When it comes to cancers that become evident in a shorter time frame, however, there is little evidence to suggest that cellphone towers increase the risk of developing them.
Despite this, the WHO continues to conduct research into the possibility of there being health risks caused by being exposed to radio frequencies, including 5G.
5G base stations
A point often raised is that 5G networks are usually implemented on significantly higher frequency ranges than previous-generation technologies.
In South Africa, for example, the golden band which networks seek for 5G is between 3,300MHz and 3,800MHz. However, 5G networks can operate on frequency levels exceeding 24GHz if necessary.

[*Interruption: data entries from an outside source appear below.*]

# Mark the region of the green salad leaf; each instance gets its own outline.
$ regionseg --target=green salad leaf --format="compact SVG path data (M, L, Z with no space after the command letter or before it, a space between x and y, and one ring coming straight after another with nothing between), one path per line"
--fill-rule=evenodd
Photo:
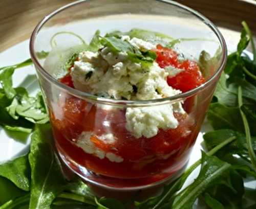
M53 200L67 187L51 133L49 124L37 125L31 137L29 155L31 168L29 209L50 208Z
M215 129L204 135L205 147L209 151L202 152L201 159L180 178L166 185L159 195L135 202L137 208L191 209L196 199L204 202L207 208L255 208L255 190L245 188L244 178L256 179L256 53L251 33L246 23L243 26L237 51L228 56L207 113ZM124 35L164 46L173 47L180 40L137 29L127 33L114 31L104 37L97 31L89 45L83 45L82 49L86 46L96 52L108 46L113 53L126 53L129 59L142 66L152 64L156 54L136 50L120 39ZM243 53L250 41L253 45L253 60ZM48 54L41 52L38 56L44 58ZM202 73L204 71L210 73L219 54L217 50L211 58L206 52L201 53L199 64ZM70 56L65 69L74 64L77 56L74 53ZM75 178L68 182L65 179L55 152L50 125L44 124L49 119L41 94L32 97L24 88L12 86L14 71L31 63L29 59L0 68L0 124L6 130L33 131L28 157L24 155L0 164L0 209L126 208L116 199L95 197L81 180ZM199 175L183 189L199 166Z
M90 42L90 50L93 52L97 52L102 47L100 34L100 31L97 30Z
M0 176L8 178L19 189L29 191L30 184L30 170L28 155L26 155L1 164Z
M215 156L208 156L203 152L202 154L201 168L198 177L175 198L172 208L191 208L198 196L225 176L231 168L230 164Z

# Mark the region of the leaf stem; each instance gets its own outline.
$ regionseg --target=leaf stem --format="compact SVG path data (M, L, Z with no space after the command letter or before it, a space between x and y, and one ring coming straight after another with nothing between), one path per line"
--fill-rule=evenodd
M248 76L250 76L253 79L256 80L256 76L250 72L247 69L246 69L245 66L243 67L243 70Z
M90 204L92 205L96 206L93 199L87 197L86 196L82 196L81 195L77 195L73 193L69 193L68 192L62 192L60 194L58 197L65 199L69 199L72 200L77 201L78 202L83 202L86 204Z
M79 36L78 35L76 34L75 33L73 33L72 32L69 32L69 31L62 31L62 32L59 32L58 33L56 33L54 35L53 35L53 36L52 36L52 38L51 38L51 40L50 40L51 47L52 47L52 48L53 48L53 47L56 47L57 45L56 41L54 40L54 38L56 36L57 36L58 35L65 34L72 35L73 35L73 36L76 37L81 41L81 42L82 42L82 43L83 44L84 44L84 45L86 44L86 41L84 41L84 40L83 39L83 38L81 36Z
M236 138L236 137L233 136L231 136L226 140L222 142L219 145L217 145L215 148L212 148L209 152L208 152L206 154L209 156L211 156L215 154L221 148L225 147L228 144L233 141ZM198 167L201 164L201 159L195 162L192 166L191 166L188 169L187 169L185 172L182 174L182 175L179 178L173 186L170 188L168 192L164 195L164 196L159 200L159 201L156 204L152 209L157 209L159 208L161 206L161 204L166 199L169 197L170 195L173 194L174 192L176 191L176 189L178 188L181 185L183 185L186 179L187 178L188 176L192 173L192 172Z
M20 208L20 206L26 203L29 203L30 195L27 194L25 196L19 197L17 198L10 200L0 206L0 209L12 209L14 208Z
M251 162L252 164L253 167L256 169L256 155L253 150L252 147L252 143L251 141L251 134L250 132L250 127L249 126L249 124L248 123L246 116L244 114L244 112L241 109L241 106L243 105L243 98L242 98L243 92L242 90L242 87L241 86L238 87L238 105L239 107L239 110L240 111L240 114L242 117L242 119L243 120L243 122L244 123L244 130L245 131L245 136L246 137L246 142L247 143L248 146L248 151L249 153L249 156L251 159Z
M252 34L251 34L250 30L249 29L248 25L245 21L243 21L242 22L242 25L244 27L244 30L245 30L245 31L249 35L249 37L251 41L251 49L252 49L252 53L253 54L253 62L254 63L256 63L256 51L255 50L255 46L253 41L253 37L252 37Z

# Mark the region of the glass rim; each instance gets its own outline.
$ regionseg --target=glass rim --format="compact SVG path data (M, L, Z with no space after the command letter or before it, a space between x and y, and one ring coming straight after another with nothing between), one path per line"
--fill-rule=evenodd
M183 5L181 4L178 3L172 0L154 0L155 2L158 2L163 3L167 3L176 7L177 7L180 9L182 9L185 11L188 12L191 14L194 15L197 17L200 20L202 20L202 22L208 26L210 29L211 30L212 32L214 32L215 35L217 36L219 41L220 43L222 50L222 57L221 57L221 62L217 70L215 72L214 74L212 75L205 83L200 85L200 86L197 87L196 88L193 88L188 91L182 92L181 94L173 96L172 97L166 97L164 98L161 99L156 99L152 100L115 100L113 99L104 98L102 97L99 97L98 96L94 96L93 95L90 94L90 93L87 93L84 91L80 91L78 89L76 89L69 87L61 82L58 81L57 79L54 78L51 75L50 75L44 68L40 64L37 60L36 56L36 52L34 49L34 45L35 42L35 40L37 34L39 32L40 29L44 26L44 25L48 21L51 19L51 18L57 15L59 12L66 10L66 9L72 7L74 6L78 5L79 4L82 4L84 3L87 3L89 2L92 2L94 0L79 0L76 2L67 4L62 7L55 10L53 12L51 12L49 14L45 16L41 21L37 25L35 29L34 29L31 36L30 37L30 43L29 43L29 50L30 52L30 55L31 57L31 59L35 65L36 68L37 70L39 70L40 73L43 76L50 81L51 83L53 83L56 86L57 86L60 88L66 91L68 91L69 94L78 97L81 99L86 99L87 101L89 102L92 102L97 103L107 104L107 105L126 105L126 106L148 106L148 105L159 105L159 104L164 104L169 103L171 102L176 102L180 101L183 101L186 98L191 97L193 95L196 94L199 91L204 89L209 85L210 85L213 81L215 80L218 78L218 76L222 72L222 69L225 67L226 64L227 57L227 51L226 42L225 41L224 38L222 36L222 34L218 29L216 26L210 20L209 20L207 17L205 17L204 15L201 14L200 13L197 12L197 11Z

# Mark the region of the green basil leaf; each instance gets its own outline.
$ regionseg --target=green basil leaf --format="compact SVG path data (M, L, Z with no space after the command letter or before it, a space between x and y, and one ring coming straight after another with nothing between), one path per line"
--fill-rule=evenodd
M174 40L170 36L154 31L135 28L127 33L131 38L136 37L154 44L161 44L166 46Z
M94 35L92 38L92 40L90 42L89 49L90 51L93 52L97 52L99 49L102 47L100 41L100 32L97 30Z
M211 197L208 193L205 193L204 197L205 203L211 209L225 209L222 204Z
M221 56L220 48L217 50L215 56L212 57L204 50L201 52L198 64L200 67L200 71L206 79L209 78L214 74L215 66L218 65Z
M114 53L133 52L133 48L128 42L115 37L101 37L101 44L108 47Z
M243 29L240 36L240 40L237 47L237 56L238 58L240 58L243 51L246 49L249 41L246 31L244 29Z

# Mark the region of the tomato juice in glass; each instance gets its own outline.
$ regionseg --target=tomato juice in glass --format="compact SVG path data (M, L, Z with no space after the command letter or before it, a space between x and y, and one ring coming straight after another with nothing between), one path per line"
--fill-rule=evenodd
M185 69L167 80L182 94L154 100L126 101L78 90L58 63L72 52L73 46L80 44L80 40L63 34L55 38L60 47L52 50L48 43L60 31L72 31L90 40L97 29L104 34L133 28L161 32L175 39L194 40L178 43L173 51L159 45L156 52L159 66L172 65ZM37 26L30 50L61 158L91 183L119 190L151 187L181 174L226 59L225 42L215 26L194 10L172 1L73 3L53 12ZM199 61L203 50L218 58L210 62L205 60L208 64L201 66ZM46 59L40 59L36 54L41 51L50 51ZM178 59L179 54L185 57L182 61ZM182 102L186 113L174 113L179 122L176 128L160 129L152 137L137 138L125 128L127 108L161 107L178 102ZM114 140L101 138L110 134ZM91 149L87 152L77 146L83 143L83 136L90 138L86 143Z

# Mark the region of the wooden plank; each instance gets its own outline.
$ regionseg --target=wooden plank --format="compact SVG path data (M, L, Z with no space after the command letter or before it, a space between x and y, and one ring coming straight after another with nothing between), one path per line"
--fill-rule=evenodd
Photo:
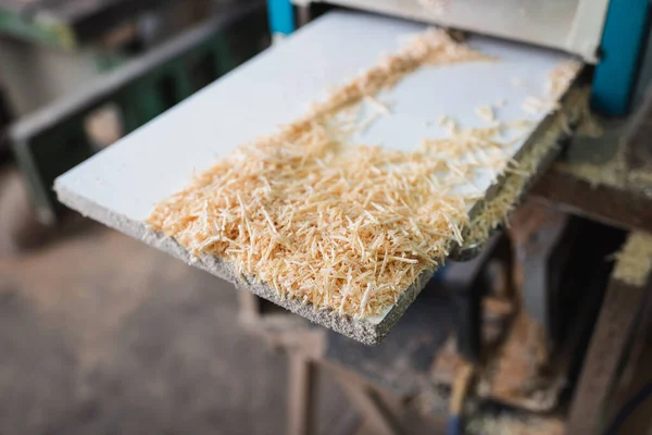
M316 364L298 351L289 352L289 359L288 434L316 434Z
M145 220L154 203L186 185L196 171L208 169L216 154L223 157L259 135L274 132L277 125L294 121L311 102L323 100L329 86L346 83L360 69L376 64L385 51L397 50L399 37L424 28L388 17L326 14L60 177L55 185L59 198L83 214L192 262L178 244L148 231ZM444 128L427 125L439 114L455 117L464 127L482 127L487 123L476 114L476 108L506 98L512 103L501 108L500 121L528 119L532 123L528 130L507 132L507 141L512 136L518 140L505 142L504 151L517 160L532 148L535 140L529 140L530 135L536 132L540 137L543 132L538 126L548 126L550 111L525 114L521 102L532 91L513 86L512 77L527 77L532 88L544 89L548 73L567 55L481 37L474 37L468 44L500 62L422 69L406 76L383 95L393 100L396 113L383 117L356 140L412 151L425 137L447 137ZM521 133L525 136L521 137ZM494 175L492 171L478 171L477 179L469 178L465 181L468 186L462 187L480 189L490 197L500 186L500 182L493 184ZM469 210L478 203L469 202ZM356 320L280 298L265 283L243 283L234 264L220 258L204 256L192 263L366 344L384 338L421 290L416 284L425 284L429 276L419 276L383 315Z

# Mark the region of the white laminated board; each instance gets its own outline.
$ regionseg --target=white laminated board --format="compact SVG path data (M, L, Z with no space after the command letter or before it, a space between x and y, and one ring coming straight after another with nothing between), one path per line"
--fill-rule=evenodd
M425 28L396 18L331 12L59 177L59 198L82 214L190 262L174 240L148 232L145 221L155 203L237 146L294 121L311 102L324 100L335 86ZM462 127L487 126L476 108L499 101L505 103L496 112L500 121L529 117L538 123L549 114L525 114L521 105L527 97L544 95L548 73L568 55L481 37L467 42L497 61L416 71L378 96L391 104L392 113L358 139L412 150L426 137L446 137L437 123L441 115ZM506 151L516 154L525 140ZM488 189L493 175L480 174L473 184ZM221 259L202 258L193 264L364 343L377 343L406 308L392 308L381 318L349 319L280 300L265 285L238 282Z

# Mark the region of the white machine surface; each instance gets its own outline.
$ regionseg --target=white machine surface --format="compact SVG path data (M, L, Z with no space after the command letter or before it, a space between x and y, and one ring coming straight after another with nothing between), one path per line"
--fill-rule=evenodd
M143 221L154 204L184 187L195 171L293 121L333 86L373 66L384 53L397 51L404 35L425 27L363 13L329 13L59 177L59 197L85 215L143 237ZM424 138L446 136L437 125L441 115L456 119L462 127L487 126L476 114L477 107L502 100L505 105L497 109L497 120L527 117L535 121L534 129L549 112L527 114L522 103L542 96L548 73L569 57L481 37L473 37L469 45L499 60L417 71L378 96L390 103L392 113L360 139L411 150ZM526 139L505 150L516 154ZM487 189L493 175L482 175L474 184ZM298 306L274 301L293 311Z
M321 1L556 48L590 63L609 8L609 0L313 0Z

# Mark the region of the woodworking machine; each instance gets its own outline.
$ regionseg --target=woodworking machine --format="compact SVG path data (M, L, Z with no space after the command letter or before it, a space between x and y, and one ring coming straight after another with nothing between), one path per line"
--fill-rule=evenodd
M460 63L405 77L401 86L379 96L391 101L396 113L360 132L355 140L409 151L424 137L443 137L446 132L431 124L438 115L451 116L462 126L479 126L482 120L478 119L478 107L509 101L499 110L500 121L507 125L526 116L531 123L524 135L505 145L504 151L516 162L536 146L542 151L532 158L537 160L532 163L536 167L521 185L523 188L531 185L536 175L543 173L559 156L556 145L567 137L568 125L576 126L578 121L570 117L579 116L566 115L570 108L573 113L579 112L576 109L586 97L581 92L567 92L562 113L550 105L541 113L524 114L522 102L546 88L553 69L572 58L591 65L586 76L592 80L593 107L610 116L629 113L645 87L648 70L652 70L643 53L649 35L649 7L643 0L337 0L330 3L334 4L268 0L272 33L286 35L287 40L60 176L54 186L59 200L190 262L188 252L145 224L153 204L178 191L196 171L206 169L215 156L227 156L237 146L301 116L311 102L324 98L329 87L346 83L383 54L396 50L401 37L423 32L424 23L467 32L469 47L500 62ZM333 5L363 12L331 11L312 20ZM308 24L309 21L312 22ZM308 25L294 34L298 24ZM514 86L514 77L524 78L528 86ZM560 127L561 120L565 128ZM500 177L494 183L488 172L482 172L468 183L482 191L482 200L490 201L506 178ZM565 220L560 219L557 226L543 226L540 231L556 235L548 238L561 240L566 226ZM463 259L466 248L478 253L481 247L464 246L451 259ZM554 253L556 244L537 249ZM537 252L525 251L537 257ZM466 257L468 260L474 256ZM538 256L528 269L529 275L539 273L546 281L531 287L531 291L524 290L524 306L552 333L555 327L552 322L549 324L550 288L554 286L548 281L548 257ZM482 261L479 260L478 273L456 275L465 278L456 287L471 287L480 281ZM229 269L233 264L223 259L206 256L192 264L365 344L383 340L421 291L417 287L427 282L417 279L411 287L414 290L402 294L381 315L359 320L337 312L306 310L299 300L279 298L266 284L252 284L235 274ZM455 276L450 273L449 278ZM475 326L469 326L475 333L467 337L467 350L463 352L477 360L479 298L471 290L469 294L467 299L475 307L466 304L461 318L475 322Z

While the higher frequencies used by 5G networks are often used as an argument to say that 5G networks have a more significant effect on the human body than previous-generation networks, the WHO states that the inverse is true.
“As the frequency increases, there is less penetration into the body tissues and absorption of the energy becomes more confined to the surface of the body,” said the WHO.
“Provided that the overall exposure remains below international guidelines, no consequences for public health are anticipated [with 5G].”
The penetration depth of radio frequencies is shown in the graph below.
The bigger threat
Q-KON highlighted that it should be of greater concern that users may introduce more harmful devices into their lives as a result of 5G networks.
It argues that smart wearable devices, home security, home automation, and internal Wi-Fi networks all emit radiation that is much more harmful than that which is emitted by 5G mobile base stations.
This is because they operate at lower frequencies than 5G stations, and are also at a much closer proximity to the user’s body.
Bluetooth, for example, operates at 2.45GHz, while Wi-Fi commonly uses the 2.4GHz band.
These technologies have not been proven to cause health issues in humans, however.
“Technology is then no different than any other aspect of our lives in that our own personal choices will have a much bigger influence on our own health than public mobile deployments,” said Q-KON.
“Our use of smart devices in our home is probably a much more important consideration than the debate on 5G base stations in the street.”
5G does not cause COVID-19
Finally, allegations that 5G causes COVID-19 are completely incorrect.
“[COVID-19] is an organic infection that is based on a living viral agent,” South African Minister of Health Zweli Mkhize recently stated.
“It’s not something you can link with any kind of technology. The form of spread is well described scientifically.”
Another myth claims that China launching large 5G networks was the reason it got hit by COVID-19.
However, China is not the only country to have had 5G networks for a substantial period of time – South Korea rolled out 5G before China, while countries including Ireland and Finland have had commercial 5G deployments since mid-2019.